Lunedì 18 Novembre 2024
ETTORE MARIA COLOMBO
Politica

Leadership Pd, sprint di Zingaretti. Franceschini con lui, siluro a Renzi

L'endorsement e le stoccate dell'ex ministro fanno infuriare l'area ancora guidata dall'ex premier

Dario Franceschini e Nicola Zingaretti (ImagoE)

Dario Franceschini e Nicola Zingaretti (ImagoE)

Roma, 3 settembre 2018 - Da ieri è chiaro a tutti, dentro e fuori il Pd, che il candidato da battere, al congresso straordinario che si terrà nel 2019 – probabilmente prima delle elezioni europee di maggio – si chiama Nicola Zingaretti e fa il governatore del Lazio. Ieri Zinga era a Cortona, dove si è riunita la rediviva Area dem, cioè la corrente dell’ex ministro Dario Franceschini, per «ricevere l’investitura» come spiegano, con discreta ironia, i suoi. «Il congresso del Pd – dice Zingaretti – ha senso se diventa un grande processo popolare per riscrivere un’agenda per il futuro del Paese, non per decidere nomi o leader, l’ultimo dei problemi. Faccio un appello a tutti gli italiani: iscrivetevi al Pd».
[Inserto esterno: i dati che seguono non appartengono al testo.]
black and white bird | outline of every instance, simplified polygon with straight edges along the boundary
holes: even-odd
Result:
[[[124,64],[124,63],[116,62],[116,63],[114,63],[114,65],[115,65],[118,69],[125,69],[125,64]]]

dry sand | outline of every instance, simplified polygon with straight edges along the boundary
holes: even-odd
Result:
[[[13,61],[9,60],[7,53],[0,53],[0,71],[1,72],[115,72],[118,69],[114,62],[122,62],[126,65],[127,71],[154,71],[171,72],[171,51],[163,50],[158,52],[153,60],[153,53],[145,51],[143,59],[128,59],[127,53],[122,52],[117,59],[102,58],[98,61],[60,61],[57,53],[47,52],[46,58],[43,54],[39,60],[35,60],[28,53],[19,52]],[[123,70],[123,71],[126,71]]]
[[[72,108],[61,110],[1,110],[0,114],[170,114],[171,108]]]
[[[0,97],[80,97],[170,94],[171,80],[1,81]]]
La cosa curiosa è che i renziani, tranne quelli più assatanati, invece di attaccare Zingaretti («lavora per tenere unito il partito» dicono) se la prendono con Franceschini che invece «cerca lo scontro». Comprensibile, dal loro punto di vista. Franceschini – passato, senza soluzione di continuità da Veltroni a Bersani e poi a Renzi – ha deciso che è ora di appoggiare Zinga . Ieri, peraltro, l’ex ministro – penalizzato nella formazione delle liste da Renzi – si è tolto vari sassolini dalle scarpe, chiudendo l’assise di Cortona.

«Dobbiamo entrare nelle contraddizioni di Lega e M5S, avremmo dovuto fare di più per evitare questa alleanza populista, invece abbiamo buttato il M5S in mano a Salvini. Di fronte a quanto accade – conclude Franceschini con chiara stoccata a Renzi, che non nomina mai ma a cui rimprovera tutto, a partire dall’idea di un partito tutto azione e zero pensiero, legato solo al destino di un uomo – non si può mangiare pop-corn, i pop-corn sono finiti».

Zingaretti, peraltro, sostiene le stesse tesi, anche se con più furbizia: nega di volersi alleare con i 5Stelle («li ho sconfitti due volte nel Lazio») ma di voler ‘solo’ prenderne i voti, dice di voler «allargare il perimetro delle alleanze» (traduzione: riconnettersi ai cugini di LeU) e di voler promuovere «alleanze larghe, anche alle Europee, che servono come il pane», senza cioè liquidare Macron&co. Zingaretti vuole «tagliare netto» con il passato, invoca «meno autoreferenzialità, più collegialità» (altra stoccata a Renzi), ma assicura di non voler cambiare nome al Pd.

Nettare per le orecchie della sinistra interna e amaro fiele per quelle renziane. Il guaio dell'area ancora guidata da Matteo Renzi – forte nei gruppi parlamentari, sempre più debole nel partito – è che non ha un nome forte da contrapporre a Zingaretti. Delrio non ne vuol sapere, il segretario della Fim-Cisl, Marco Bentivogli, smentisce «anche solo di starci pensando», un’altra sindacalista, ex-Cgil, Teresa Bellanova, è ritenuta «brava, ma poco nota», e Roberto Giachetti è «troppo indipendente».

E dunque? Renzi potrebbe accarezzare, per paradosso, l’idea della fondazione di un altro, nuovo, partito, centrista, blairiano, macroniano che, a quel punto, potrebbe persino «agevolmente», dice un big renziano, allearsi «con un Pd che torna, legittimamente, a essere il Pds-Ds che fu».